Takata bunu, karmaşık bir sistemin başlangıç ​​durumundaki hafif bir değişikliğin daha sonra büyük bir fark yarattığı "kelebek etkisi" olarak bilinen bir fizik fenomenine benzetti; örneğin bir kelebeğin kanatlarını çırpması ve haftalar sonra kilometrelerce uzakta olması gibi. Benzer şekilde, bir promoterdeki hafif bir mutasyonun başka bir yerdeki gen ekspresyonu üzerinde büyük etkileri olabilir.

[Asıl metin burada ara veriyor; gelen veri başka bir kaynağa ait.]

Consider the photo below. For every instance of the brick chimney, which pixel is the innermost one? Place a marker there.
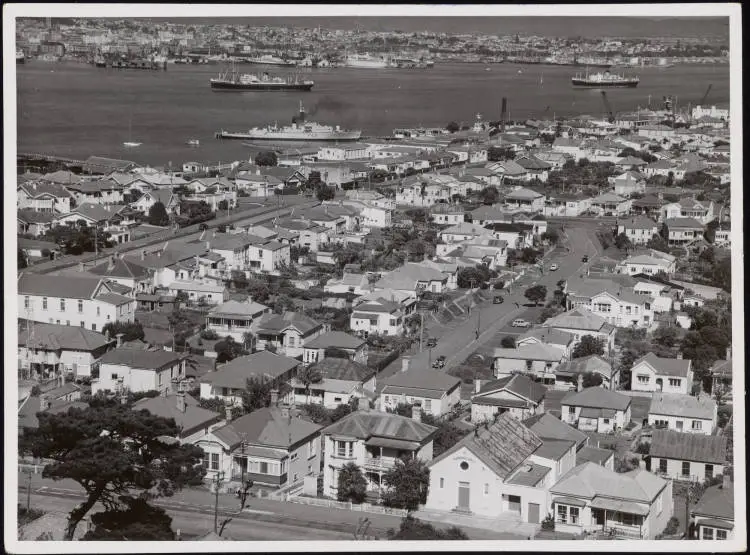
(181, 402)
(416, 413)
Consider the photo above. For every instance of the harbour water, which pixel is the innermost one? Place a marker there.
(77, 110)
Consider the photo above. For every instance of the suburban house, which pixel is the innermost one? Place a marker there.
(135, 370)
(374, 441)
(316, 350)
(683, 413)
(234, 318)
(593, 499)
(46, 350)
(713, 516)
(596, 409)
(580, 322)
(683, 230)
(71, 300)
(539, 359)
(495, 472)
(668, 375)
(229, 380)
(193, 421)
(270, 446)
(436, 393)
(518, 395)
(639, 229)
(681, 456)
(288, 333)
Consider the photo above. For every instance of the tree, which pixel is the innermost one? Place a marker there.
(228, 349)
(589, 345)
(139, 521)
(414, 529)
(157, 214)
(489, 195)
(407, 482)
(111, 451)
(266, 158)
(536, 294)
(325, 192)
(131, 331)
(352, 485)
(508, 342)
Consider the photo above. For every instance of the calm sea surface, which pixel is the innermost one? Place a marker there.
(78, 110)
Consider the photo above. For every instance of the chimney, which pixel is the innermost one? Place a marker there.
(181, 402)
(416, 413)
(405, 364)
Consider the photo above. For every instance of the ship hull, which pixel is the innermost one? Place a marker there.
(313, 137)
(601, 85)
(229, 86)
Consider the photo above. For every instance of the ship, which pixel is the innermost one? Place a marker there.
(365, 61)
(605, 79)
(299, 130)
(234, 81)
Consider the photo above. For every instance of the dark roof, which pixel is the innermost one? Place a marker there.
(669, 444)
(364, 424)
(267, 427)
(502, 445)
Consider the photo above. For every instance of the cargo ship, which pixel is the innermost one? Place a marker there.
(234, 81)
(605, 79)
(299, 130)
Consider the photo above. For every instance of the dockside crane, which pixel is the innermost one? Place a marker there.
(610, 113)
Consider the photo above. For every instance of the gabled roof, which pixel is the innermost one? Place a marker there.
(365, 424)
(502, 445)
(597, 398)
(666, 366)
(669, 444)
(267, 427)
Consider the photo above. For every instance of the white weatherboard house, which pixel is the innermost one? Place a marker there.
(496, 472)
(593, 499)
(683, 413)
(374, 441)
(692, 457)
(668, 375)
(596, 409)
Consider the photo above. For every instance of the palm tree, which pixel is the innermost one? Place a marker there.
(309, 375)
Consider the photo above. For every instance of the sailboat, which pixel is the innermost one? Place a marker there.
(129, 143)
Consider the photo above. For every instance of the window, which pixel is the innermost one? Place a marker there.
(686, 468)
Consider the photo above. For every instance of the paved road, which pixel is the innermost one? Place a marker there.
(458, 343)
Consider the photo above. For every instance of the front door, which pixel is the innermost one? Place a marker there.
(464, 489)
(534, 513)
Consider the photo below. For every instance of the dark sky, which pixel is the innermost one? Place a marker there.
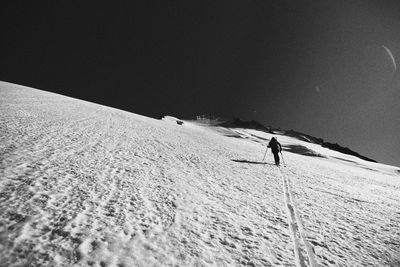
(312, 66)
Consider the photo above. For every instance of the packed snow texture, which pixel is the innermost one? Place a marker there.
(87, 185)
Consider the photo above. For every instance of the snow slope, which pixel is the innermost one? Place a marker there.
(87, 185)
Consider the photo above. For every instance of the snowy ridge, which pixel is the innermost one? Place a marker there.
(87, 185)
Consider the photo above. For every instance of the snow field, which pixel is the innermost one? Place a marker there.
(87, 185)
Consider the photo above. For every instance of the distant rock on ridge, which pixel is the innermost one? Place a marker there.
(239, 123)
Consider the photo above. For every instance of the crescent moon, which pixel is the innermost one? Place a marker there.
(391, 56)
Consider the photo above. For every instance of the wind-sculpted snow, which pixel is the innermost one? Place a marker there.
(87, 185)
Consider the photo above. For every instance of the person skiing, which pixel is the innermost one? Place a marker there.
(275, 148)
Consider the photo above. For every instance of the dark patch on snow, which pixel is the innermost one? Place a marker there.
(302, 150)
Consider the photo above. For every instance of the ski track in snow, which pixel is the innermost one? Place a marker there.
(86, 185)
(296, 228)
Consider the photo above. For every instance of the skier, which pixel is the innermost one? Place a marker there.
(275, 148)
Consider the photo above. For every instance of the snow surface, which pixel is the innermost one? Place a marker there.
(87, 185)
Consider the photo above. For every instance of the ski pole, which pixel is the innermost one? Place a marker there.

İnsan kök hücrelerinde yapılan ayrı bir deneyde araştırmacılar, CRISPR gen düzenleme teknolojisini kullanarak spesifik TAD promoterlerinde mutasyonları indüklediler. Bir promoterdeki aktiviteyi azaltan tek bir mutasyonun, aynı TAD içindeki otizmle bağlantılı genin aktivitesinde değişikliklere neden olabileceğini keşfettiler. Bu, insanlarda daha önceki bulgularının doğrulanmasına yardımcı oldu.

Moleküler tıp profesörü Dr. Daniel Rader, "Bu, protein kodlayan genomun dışındaki bölgelerdeki nadir, de novo [kalıtsal olmayan] varyasyonun OSB riskine katkısına ilişkin anlayışımızı genişletmeye çalışan ilginç bir makaledir."  dedi.

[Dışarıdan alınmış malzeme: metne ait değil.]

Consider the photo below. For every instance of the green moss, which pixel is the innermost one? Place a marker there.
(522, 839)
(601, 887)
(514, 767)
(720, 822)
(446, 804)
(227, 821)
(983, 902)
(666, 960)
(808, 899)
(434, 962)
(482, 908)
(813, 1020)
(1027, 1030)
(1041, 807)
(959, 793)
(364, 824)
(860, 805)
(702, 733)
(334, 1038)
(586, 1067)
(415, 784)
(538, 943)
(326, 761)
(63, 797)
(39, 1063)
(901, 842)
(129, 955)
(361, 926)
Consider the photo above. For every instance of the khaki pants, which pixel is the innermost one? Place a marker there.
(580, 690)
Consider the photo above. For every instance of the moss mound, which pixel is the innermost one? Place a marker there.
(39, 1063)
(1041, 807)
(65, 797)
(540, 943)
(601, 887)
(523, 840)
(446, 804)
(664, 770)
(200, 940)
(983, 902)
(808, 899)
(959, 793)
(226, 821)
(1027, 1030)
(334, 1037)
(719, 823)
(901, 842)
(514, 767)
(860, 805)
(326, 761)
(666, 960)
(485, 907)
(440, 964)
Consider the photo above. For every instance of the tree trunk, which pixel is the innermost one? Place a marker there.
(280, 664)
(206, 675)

Rader, bulguların potansiyel terapötik etkileri olabileceğini söyledi. Örneğin, otizmle bağlantılı birden fazla genin aynı anda düzenlenmesini sağlayacak şekilde belirli destekleyicilerin aktivitesini modüle etmenin yolları olabileceğini öne sürdü. Teorik olarak bunun OSB semptomlarını hafifletmeye yardımcı olabileceğini söyledi.